## 📘 **Topic 3: Convergence Algorithm – Gradient Descent**

---

### 🧠 **What is Gradient Descent?**

Gradient Descent is the **algorithm used to minimize the cost function** (like MSE) by **adjusting the parameters** — in our case, the slope $m$ and intercept $b$ — until the error is as small as possible.

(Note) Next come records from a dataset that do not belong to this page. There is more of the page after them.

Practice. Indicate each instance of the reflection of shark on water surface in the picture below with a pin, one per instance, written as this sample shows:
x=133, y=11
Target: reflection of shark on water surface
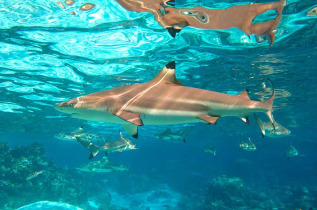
x=163, y=100
x=269, y=130
x=169, y=135
x=118, y=145
x=291, y=151
x=211, y=150
x=79, y=133
x=101, y=166
x=247, y=146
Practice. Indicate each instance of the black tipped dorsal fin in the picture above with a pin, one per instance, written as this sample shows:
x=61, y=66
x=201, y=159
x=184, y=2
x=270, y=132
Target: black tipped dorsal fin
x=167, y=75
x=244, y=94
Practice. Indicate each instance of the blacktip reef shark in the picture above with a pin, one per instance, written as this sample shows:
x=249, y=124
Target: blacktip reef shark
x=163, y=100
x=267, y=129
x=118, y=145
x=169, y=135
x=102, y=166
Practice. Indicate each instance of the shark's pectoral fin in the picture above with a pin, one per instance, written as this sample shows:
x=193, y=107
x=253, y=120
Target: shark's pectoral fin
x=209, y=119
x=246, y=120
x=131, y=129
x=131, y=117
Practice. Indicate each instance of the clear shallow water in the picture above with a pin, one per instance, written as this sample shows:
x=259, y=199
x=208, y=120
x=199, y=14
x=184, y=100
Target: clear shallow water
x=49, y=56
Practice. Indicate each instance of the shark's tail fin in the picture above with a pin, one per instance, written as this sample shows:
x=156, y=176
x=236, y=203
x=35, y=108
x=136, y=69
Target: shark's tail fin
x=94, y=149
x=269, y=104
x=260, y=123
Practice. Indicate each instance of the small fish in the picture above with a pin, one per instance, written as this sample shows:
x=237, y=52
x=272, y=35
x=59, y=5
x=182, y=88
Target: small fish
x=33, y=175
x=312, y=12
x=247, y=146
x=116, y=146
x=60, y=4
x=69, y=2
x=170, y=135
x=267, y=129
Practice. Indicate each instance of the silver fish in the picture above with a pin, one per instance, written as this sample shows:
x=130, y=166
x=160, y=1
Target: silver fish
x=267, y=129
x=33, y=175
x=118, y=145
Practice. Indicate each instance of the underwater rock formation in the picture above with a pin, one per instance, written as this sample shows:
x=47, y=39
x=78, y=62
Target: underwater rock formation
x=27, y=176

> It’s like **rolling downhill** on a cost curve until you reach the bottom — the minimum error.

---

### 🎯 **Goal**:

Minimize the cost function $J(m, b)$ by updating:

* Slope: $m$
* Intercept: $b$

---

## 🧮 **Update Formulas**:

$$
m := m - \alpha \cdot \frac{\partial J}{\partial m}
$$

$$
b := b - \alpha \cdot \frac{\partial J}{\partial b}
$$

Where:

* $\alpha$ is the **learning rate** (step size)
* $\frac{\partial J}{\partial m}$ and $\frac{\partial J}{\partial b}$ are the **gradients** (slopes of the cost function)

---

### 🔧 **Gradients for Linear Regression**:

$$
\frac{\partial J}{\partial m} = \frac{2}{n} \sum (mX_i + b - Y_i) \cdot X_i
$$

$$
\frac{\partial J}{\partial b} = \frac{2}{n} \sum (mX_i + b - Y_i)
$$

These tell us **how the cost changes** with respect to $m$ and $b$.

---

### 🌀 **Gradient Descent Algorithm (Steps)**:

1. Initialize $m$ and $b$ to 0 (or random).
2. Compute predicted $\hat{Y}$ using current $m$ and $b$.
3. Calculate the gradients.
4. Update $m$ and $b$ using the gradients and learning rate.
5. Repeat until cost converges (i.e., changes very little).

---

## 🧪 Example: Python Code for Gradient Descent

```python
import numpy as np

# Data
X = np.array([1, 2, 3, 4, 5])
Y = np.array([40000, 50000, 60000, 70000, 80000])

# Initialize parameters
m = 0
b = 0

# Learning rate and iterations
alpha = 0.01
epochs = 1000
n = len(X)

# Gradient Descent loop
for i in range(epochs):
    Y_pred = m * X + b
    error = Y_pred - Y

    dm = (2/n) * np.dot(error, X)
    db = (2/n) * np.sum(error)

    m -= alpha * dm
    b -= alpha * db

    if i % 100 == 0:
        mse = np.mean(error**2)
        print(f"Epoch {i}: MSE = {mse:.2f}, m = {m:.2f}, b = {b:.2f}")
```

---

### ⚠️ Important Notes:

* If $\alpha$ (learning rate) is **too high** → model may overshoot the minimum and fail to converge.
* If it’s **too low** → model will converge very slowly.

---

### 🧭 Summary:

* Gradient Descent **adjusts** parameters to reduce cost.
* It’s how a model “**learns**” from data.